Mashed potatoes. Per request, completely plain unvarnished mashed potatoes. No garlic, no blue cheese, not even a little feta or sour cream snuck in there. (It wasn’t really a request, more of a mild statement of affection for traditional mashed potatoes, from the tolerant recipient of all of my food experiments, aka R.)

Roasted green beans with lemon and garlic from this recipe, which just totally sold me.

Break for watching some televised Christmas special, followed by:

Cherry fruit paste from New Zealand with two cheeses, a camembert and a brie, and more crackers.

A dessert to be provided by my dad’s wife, maybe Christmas cookies, maybe fruit pie (because R likes fruit pie.)

I’m hoping I may have finally figured out how to make Christmas bearable. As a kid, the only food traditions I cared about were the cookies. Our traditions were presents and jokes and music and decorations and a schedule that had us moving from one relative’s house to the next in the cold, snowy weather. Aunts and uncles, cousins, grandparents; sharing a basement bedroom with my sister and brother, with our parents asleep in the room next door; whispered early morning conversations while waiting for Santa; and so much laughing. So much laughter.

But I think my grandfathers were the sources of the laughter. And when they died, the laughter stopped.

My paternal grandfather died first. He loved to tell jokes. He told jokes to strangers, made people in stores laugh, was just the warmest man imaginable. His humor had not the slightest speck of malice in it. You would never have known from his friendliness and compassion of the burdens he bore without complaint. His wife, my grandmother, was diagnosed as paranoid schizophrenic in her 40s. As she grew older, she lost more and more of her hearing until she was really entirely deaf. He was her link to the world. Endlessly patient with her. He was a devout Christian and the closest thing to a saint that I’ve ever met. Also, he just loved to make people laugh. If he hadn’t made you laugh at least once in your interaction with him, well, he’d keep trying. And you would laugh, eventually, or at least roll your eyes with a resigned smile.

Anyway, after his death, Christmas changed. His wife, my grandmother, had to be institutionalized. Against her will and via the legal system. I think it was hard and painful for all of the relatives in my parents’ generation, but I don’t know that they had any other options.

We still tried. And for a couple of years, we sort of made it work.

If my paternal grandfather told jokes, my other grandfather played jokes. Nothing made him happier than to give you a joke present that had you frowning down in confusion while he roared with laughter across the room. Well, except maybe giving my grandmother something that made her tear up with appreciation.

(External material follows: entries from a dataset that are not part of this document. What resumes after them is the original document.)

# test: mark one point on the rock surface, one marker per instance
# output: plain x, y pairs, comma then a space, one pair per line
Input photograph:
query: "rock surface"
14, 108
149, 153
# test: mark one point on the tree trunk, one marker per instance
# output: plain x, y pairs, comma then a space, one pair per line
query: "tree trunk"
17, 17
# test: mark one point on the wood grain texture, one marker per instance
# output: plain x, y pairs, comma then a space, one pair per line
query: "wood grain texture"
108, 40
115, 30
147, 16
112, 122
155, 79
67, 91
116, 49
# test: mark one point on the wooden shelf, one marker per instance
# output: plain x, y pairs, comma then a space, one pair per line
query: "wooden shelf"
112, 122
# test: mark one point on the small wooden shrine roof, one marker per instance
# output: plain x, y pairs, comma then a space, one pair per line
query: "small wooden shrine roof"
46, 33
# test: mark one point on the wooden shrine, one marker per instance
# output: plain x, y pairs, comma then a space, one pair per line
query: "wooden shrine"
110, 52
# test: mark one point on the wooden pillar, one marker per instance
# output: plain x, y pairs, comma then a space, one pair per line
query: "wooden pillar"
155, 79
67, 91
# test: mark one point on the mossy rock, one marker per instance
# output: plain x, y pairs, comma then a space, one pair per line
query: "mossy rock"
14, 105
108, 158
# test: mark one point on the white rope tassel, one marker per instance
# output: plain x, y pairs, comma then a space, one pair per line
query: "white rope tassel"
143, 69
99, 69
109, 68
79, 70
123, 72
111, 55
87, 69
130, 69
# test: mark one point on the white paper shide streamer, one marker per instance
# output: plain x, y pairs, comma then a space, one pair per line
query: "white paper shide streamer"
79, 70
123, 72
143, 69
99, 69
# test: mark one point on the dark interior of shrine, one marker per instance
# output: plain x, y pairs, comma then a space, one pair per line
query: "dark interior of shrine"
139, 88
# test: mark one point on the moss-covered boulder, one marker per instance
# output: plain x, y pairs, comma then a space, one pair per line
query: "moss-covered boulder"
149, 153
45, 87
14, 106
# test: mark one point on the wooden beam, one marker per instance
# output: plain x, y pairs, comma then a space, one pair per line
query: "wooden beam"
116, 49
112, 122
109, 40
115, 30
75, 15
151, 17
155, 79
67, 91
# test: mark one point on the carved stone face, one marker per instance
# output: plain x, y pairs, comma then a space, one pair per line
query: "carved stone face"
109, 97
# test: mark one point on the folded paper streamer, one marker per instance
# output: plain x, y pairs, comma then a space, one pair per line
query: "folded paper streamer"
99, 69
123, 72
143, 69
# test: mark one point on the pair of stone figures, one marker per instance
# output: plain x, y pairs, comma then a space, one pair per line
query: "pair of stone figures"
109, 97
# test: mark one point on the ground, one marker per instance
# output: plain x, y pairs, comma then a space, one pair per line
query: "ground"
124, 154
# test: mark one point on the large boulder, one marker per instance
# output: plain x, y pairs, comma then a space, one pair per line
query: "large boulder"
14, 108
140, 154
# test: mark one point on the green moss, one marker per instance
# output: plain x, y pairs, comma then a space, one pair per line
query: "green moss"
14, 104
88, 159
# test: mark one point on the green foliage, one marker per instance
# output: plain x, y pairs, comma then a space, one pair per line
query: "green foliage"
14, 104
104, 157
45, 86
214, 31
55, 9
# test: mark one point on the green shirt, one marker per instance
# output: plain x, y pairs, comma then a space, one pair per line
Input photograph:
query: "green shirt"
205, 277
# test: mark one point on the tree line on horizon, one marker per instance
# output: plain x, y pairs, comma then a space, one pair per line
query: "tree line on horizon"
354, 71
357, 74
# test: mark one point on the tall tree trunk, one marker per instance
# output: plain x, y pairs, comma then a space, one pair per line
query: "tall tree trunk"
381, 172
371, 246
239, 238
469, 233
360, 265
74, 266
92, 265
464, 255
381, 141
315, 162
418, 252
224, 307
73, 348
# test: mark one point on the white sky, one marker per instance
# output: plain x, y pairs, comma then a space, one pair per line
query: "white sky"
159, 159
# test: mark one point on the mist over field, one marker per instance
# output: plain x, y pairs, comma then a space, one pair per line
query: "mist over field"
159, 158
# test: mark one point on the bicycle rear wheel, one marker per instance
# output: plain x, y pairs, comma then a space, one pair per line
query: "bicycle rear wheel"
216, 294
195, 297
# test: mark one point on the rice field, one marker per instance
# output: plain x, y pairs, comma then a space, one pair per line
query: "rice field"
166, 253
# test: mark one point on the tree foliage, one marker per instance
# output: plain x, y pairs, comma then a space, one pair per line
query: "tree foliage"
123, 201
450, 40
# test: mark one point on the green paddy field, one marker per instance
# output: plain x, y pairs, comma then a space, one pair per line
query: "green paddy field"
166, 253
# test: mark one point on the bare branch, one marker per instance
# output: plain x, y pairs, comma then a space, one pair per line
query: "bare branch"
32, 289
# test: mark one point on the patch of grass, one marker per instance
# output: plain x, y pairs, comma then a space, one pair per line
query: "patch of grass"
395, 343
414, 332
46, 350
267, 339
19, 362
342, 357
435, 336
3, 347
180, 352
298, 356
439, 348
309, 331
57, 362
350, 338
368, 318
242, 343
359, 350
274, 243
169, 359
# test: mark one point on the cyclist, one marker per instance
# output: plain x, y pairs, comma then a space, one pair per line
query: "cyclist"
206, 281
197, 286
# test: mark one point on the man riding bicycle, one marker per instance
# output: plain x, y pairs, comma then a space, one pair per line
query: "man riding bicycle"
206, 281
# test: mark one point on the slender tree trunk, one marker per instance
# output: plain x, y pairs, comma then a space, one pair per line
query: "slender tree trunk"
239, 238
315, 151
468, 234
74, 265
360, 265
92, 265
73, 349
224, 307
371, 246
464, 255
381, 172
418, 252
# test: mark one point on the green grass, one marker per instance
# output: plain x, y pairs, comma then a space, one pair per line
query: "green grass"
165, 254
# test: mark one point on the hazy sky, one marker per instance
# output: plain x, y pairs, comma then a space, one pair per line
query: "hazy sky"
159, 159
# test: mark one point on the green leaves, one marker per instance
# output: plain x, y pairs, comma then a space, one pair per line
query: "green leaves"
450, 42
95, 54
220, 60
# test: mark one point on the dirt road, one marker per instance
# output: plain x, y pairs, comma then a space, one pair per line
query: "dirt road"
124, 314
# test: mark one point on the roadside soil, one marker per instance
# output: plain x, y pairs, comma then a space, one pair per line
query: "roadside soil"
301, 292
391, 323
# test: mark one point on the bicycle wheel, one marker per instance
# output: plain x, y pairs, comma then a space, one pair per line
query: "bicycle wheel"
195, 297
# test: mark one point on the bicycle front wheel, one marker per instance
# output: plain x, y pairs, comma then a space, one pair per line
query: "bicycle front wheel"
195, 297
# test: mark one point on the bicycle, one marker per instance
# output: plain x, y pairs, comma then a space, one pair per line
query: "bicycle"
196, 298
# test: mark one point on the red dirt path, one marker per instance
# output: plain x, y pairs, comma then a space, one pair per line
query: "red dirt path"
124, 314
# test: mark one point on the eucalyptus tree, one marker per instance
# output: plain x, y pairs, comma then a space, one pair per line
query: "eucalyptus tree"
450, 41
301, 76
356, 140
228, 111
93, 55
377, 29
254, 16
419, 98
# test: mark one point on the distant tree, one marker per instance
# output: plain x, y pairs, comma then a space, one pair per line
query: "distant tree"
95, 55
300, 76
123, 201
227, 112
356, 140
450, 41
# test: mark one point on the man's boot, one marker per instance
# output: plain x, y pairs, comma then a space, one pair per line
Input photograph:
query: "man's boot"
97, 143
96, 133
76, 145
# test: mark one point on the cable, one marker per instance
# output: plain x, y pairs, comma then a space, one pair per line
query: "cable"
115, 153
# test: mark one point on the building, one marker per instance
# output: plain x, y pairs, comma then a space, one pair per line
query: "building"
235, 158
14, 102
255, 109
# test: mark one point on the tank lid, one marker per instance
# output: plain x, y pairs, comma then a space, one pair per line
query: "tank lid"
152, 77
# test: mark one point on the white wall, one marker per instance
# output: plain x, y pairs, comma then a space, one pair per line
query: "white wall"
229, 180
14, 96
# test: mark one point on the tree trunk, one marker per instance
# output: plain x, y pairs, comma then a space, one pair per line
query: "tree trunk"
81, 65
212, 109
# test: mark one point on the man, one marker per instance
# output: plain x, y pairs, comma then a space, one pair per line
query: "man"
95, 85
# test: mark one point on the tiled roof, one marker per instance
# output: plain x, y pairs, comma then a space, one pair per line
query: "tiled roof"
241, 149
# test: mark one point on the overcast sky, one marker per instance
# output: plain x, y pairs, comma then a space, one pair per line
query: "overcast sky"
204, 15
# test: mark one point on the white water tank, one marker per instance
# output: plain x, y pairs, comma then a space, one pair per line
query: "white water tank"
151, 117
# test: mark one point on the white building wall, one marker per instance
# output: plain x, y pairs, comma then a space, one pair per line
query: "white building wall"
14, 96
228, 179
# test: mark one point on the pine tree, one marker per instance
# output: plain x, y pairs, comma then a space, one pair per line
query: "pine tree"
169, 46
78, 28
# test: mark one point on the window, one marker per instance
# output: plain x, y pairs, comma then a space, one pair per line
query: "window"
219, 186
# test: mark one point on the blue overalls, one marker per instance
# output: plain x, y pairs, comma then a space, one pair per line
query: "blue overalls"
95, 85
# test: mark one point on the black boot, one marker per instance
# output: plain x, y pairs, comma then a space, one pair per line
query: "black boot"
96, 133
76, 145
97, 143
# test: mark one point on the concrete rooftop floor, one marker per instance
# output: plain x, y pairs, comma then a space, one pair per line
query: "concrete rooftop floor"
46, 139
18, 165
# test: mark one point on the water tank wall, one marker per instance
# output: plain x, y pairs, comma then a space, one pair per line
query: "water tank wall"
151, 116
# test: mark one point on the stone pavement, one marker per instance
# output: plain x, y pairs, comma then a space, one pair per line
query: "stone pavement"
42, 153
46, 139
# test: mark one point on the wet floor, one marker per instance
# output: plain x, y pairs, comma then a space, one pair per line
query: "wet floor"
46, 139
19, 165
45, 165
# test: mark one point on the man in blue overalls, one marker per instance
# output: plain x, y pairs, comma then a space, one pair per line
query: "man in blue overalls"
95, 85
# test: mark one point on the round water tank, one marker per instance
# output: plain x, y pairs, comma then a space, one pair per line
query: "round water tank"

We had one last good year, a Christmas in New York. The only bad note was that my grandfather had a back ache that wouldn’t quit. It turned out to be bone cancer and he died that April.

After that…we tried. We really did. Different places, different houses, different activities. We went to Disney one year, North Carolina once. I spent a Christmas in Seattle, another in Canada, another in Santa Cruz. My grandmothers and great-grandmother suffered through slow declines in institutions of varying levels of unpleasantness. (In a stroke of unfair irony, my aware and present grandmother lived the longest in the worst of them, while my grandmother with Alzheimer’s spent her years unconscious in a much more comfortable, even almost pleasant setting.)

But I guess I’ve never managed to recover from the idyllic childhood. Christmas has been making me sad for close to twenty years now, and losing my mom just made that worse.

We’ll see if making it all about the food makes it better. And meanwhile, I have a super-secret, super-fun project that I’m working on that I’d really like to have done tomorrow, so I had best get back to it! Merry Christmas!